Adjusting division and stop volumes is better done in Organ settings | Rank voicing, rather than doing special things to your audio system that may only make sense for a small subset of your organs in the long run. You'll want your audio setup to be generic and robust enough to handle a wide variety of samplesets without a lot of fiddling.
Stereo samples generally sound better than mono, giving a better spacial impression of the organ. Some people do mono, but usually they use a lot more than 4 speakers.
Are your 4 speakers the same model? If so, 2 stereo pairs in one group can make good use of their capacity, letting Hauptwerk allocate pipes to stereo pairs.
Another common approach with 4 speakers is a stereo pair in front and a stereo pair in back, as separate groups for surround samplesets, with another group of both pairs as above for non-surround samplesets like Salisbury.
Do you intend to add a subwoofer and/or expand to more speakers? Then you could look at a larger audio interface, but for now I'd test and learn with what you have.
I do send each division to separate audio groups on many organs, but I have 3 - 4 pairs of speakers in each group. I wouldn't chop up a small number of speakers by division, personally. But you can certainly try SW CH on one pair and GT PD SO on the other (or any split you like) to see what it does for the sound.

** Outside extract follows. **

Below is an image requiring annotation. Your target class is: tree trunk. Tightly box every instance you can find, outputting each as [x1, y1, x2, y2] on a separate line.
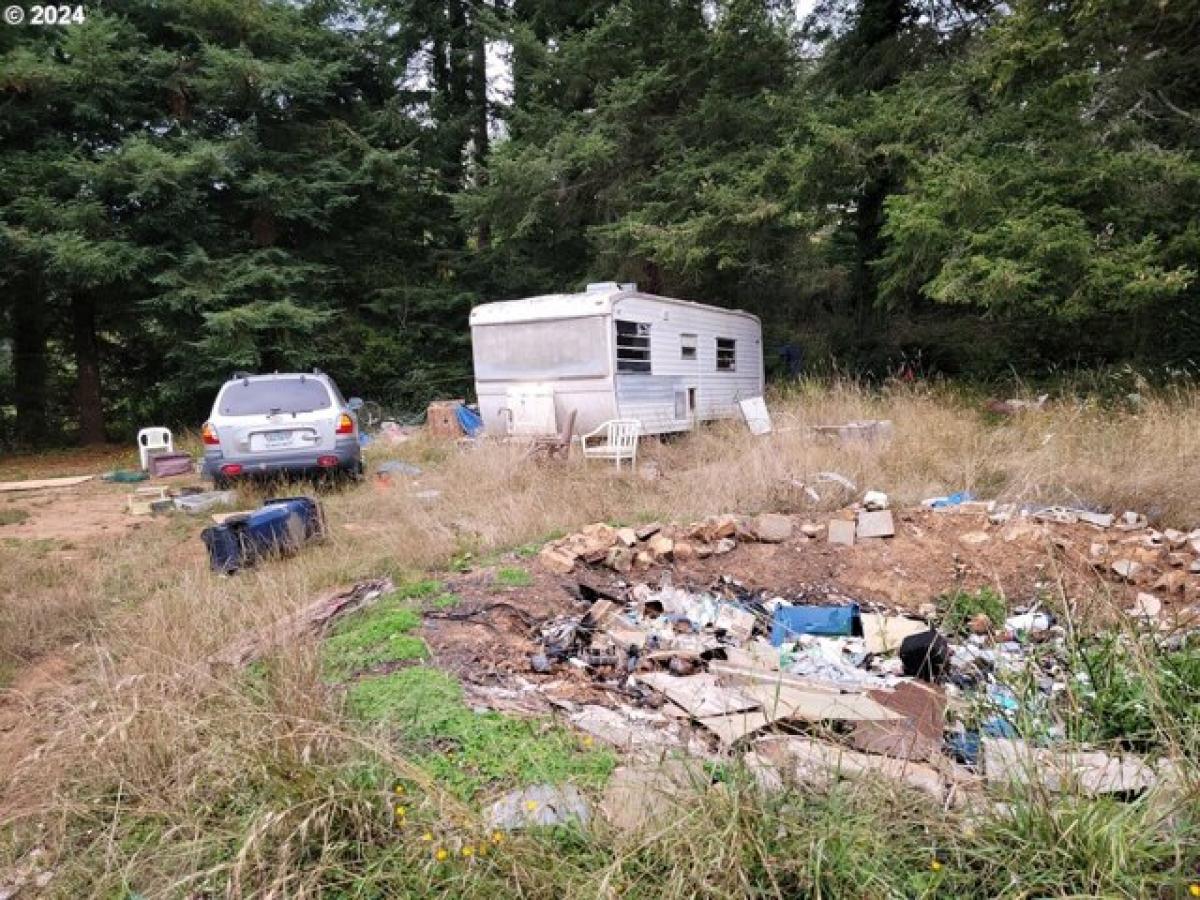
[470, 1, 491, 246]
[72, 293, 105, 445]
[12, 275, 49, 448]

Edit: In Danny's terms below, I use divisional routing with a Hauptwerk array for each division. But only 4 groups (arrays of speakers), so I combine divisions where applicable as GT + BD, SW + SO, CH + EC. PD separate. But for some smaller organs I use pitch-based layers with manual 16 - 8' to one group, 4'+ to another, pedal to another. In those cases, I group speakers differently. You can have overlapping groups, so I have more than one group scheme in the same preset.